After fiery debate and numerous amendments, lawmakers last year finally helped facilitate diasporan voting rights by passing a bill which allows for Greeks abroad to cast their ballots at voting centres within their country of residence.

To do so, Greeks need to meet two conditions. They need to have lived for at least two years in Greece in the last 35-year period and they need to be active taxpayers of the country. The only exception is for young people under the age of 30 provided their parents have submitted tax statements.

Bearing in mind that 500,000 citizens left Greece during the economic crisis, it is believed that a number of citizens will meet the criteria to vote in Greek elections.

To do so, they need to register on the government’s platform – – using the codes they use for TaxisNet. Once the Greek citizen register on the platform, their details will automatically be filled. From there, citizens need to submit the address of their permanent residence, telephone and email.

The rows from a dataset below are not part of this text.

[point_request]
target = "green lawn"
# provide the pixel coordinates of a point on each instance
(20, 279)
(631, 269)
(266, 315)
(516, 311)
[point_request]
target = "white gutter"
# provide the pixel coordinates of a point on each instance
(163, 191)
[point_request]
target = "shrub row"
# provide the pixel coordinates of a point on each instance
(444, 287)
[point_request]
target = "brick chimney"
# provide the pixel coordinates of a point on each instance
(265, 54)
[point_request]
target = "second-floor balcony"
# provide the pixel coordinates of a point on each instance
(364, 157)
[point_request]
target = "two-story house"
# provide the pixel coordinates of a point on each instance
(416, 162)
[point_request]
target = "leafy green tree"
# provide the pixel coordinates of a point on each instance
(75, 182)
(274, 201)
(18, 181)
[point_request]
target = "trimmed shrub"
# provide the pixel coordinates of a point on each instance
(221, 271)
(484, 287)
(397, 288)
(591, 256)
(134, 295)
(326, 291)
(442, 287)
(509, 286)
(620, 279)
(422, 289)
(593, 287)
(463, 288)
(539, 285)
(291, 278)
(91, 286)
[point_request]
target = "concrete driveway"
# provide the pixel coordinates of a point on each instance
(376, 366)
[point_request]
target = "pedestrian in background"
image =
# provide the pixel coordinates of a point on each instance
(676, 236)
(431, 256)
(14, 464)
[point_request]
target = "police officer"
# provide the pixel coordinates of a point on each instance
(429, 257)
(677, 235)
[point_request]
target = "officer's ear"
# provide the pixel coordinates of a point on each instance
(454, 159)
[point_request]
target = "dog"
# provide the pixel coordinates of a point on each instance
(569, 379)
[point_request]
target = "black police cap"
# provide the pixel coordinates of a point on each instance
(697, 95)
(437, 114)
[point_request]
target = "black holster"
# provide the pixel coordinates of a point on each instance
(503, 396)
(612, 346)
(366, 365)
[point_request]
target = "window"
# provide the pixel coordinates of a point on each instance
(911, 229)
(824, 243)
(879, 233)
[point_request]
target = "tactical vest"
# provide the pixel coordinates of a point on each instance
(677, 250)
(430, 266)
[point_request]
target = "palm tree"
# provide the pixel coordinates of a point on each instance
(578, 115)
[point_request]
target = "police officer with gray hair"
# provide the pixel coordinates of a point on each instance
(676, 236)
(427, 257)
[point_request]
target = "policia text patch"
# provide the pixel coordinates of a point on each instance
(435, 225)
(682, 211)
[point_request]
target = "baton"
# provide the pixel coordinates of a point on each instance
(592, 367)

Once submitted, the voter will receive a statement verifying that their application has gone through and they will either be placed on a special electoral list of voters from abroad for a period of eight years or will be informed as to whether they have been rejected which they can appeal against this decision.

READ MORE: Conflict over voting rights for Greeks living abroad in Greek Parliament

Voting centres abroad will be created in areas where there are at least 40 Greeks who have expressed the desire to vote in that region. Otherwise, Greek voters will need to travel to other areas within their resident country which can be far away in the cast of Australia where distances are vast and could be an arduous process bearing in mind that postal votes are not facilitated.

In the next elections, votes of Greeks abroad, many of whom have ties and assets in Greece, will be equally counted as those of Greeks within the country.

Not all lawmakers are pleased with this development. This week, Greek left-wing SYRIZA lawmaker Pavlos Polakis refered to the “nationalistic extreme right-wing networks” of diasporan Greeks, adding that they don’t vote for SYRIZA. “And because they don’t vote (for us), (conservative ND Interior Minister Makis) Voridis organised the voting (rights) so as to win the elections,” he said.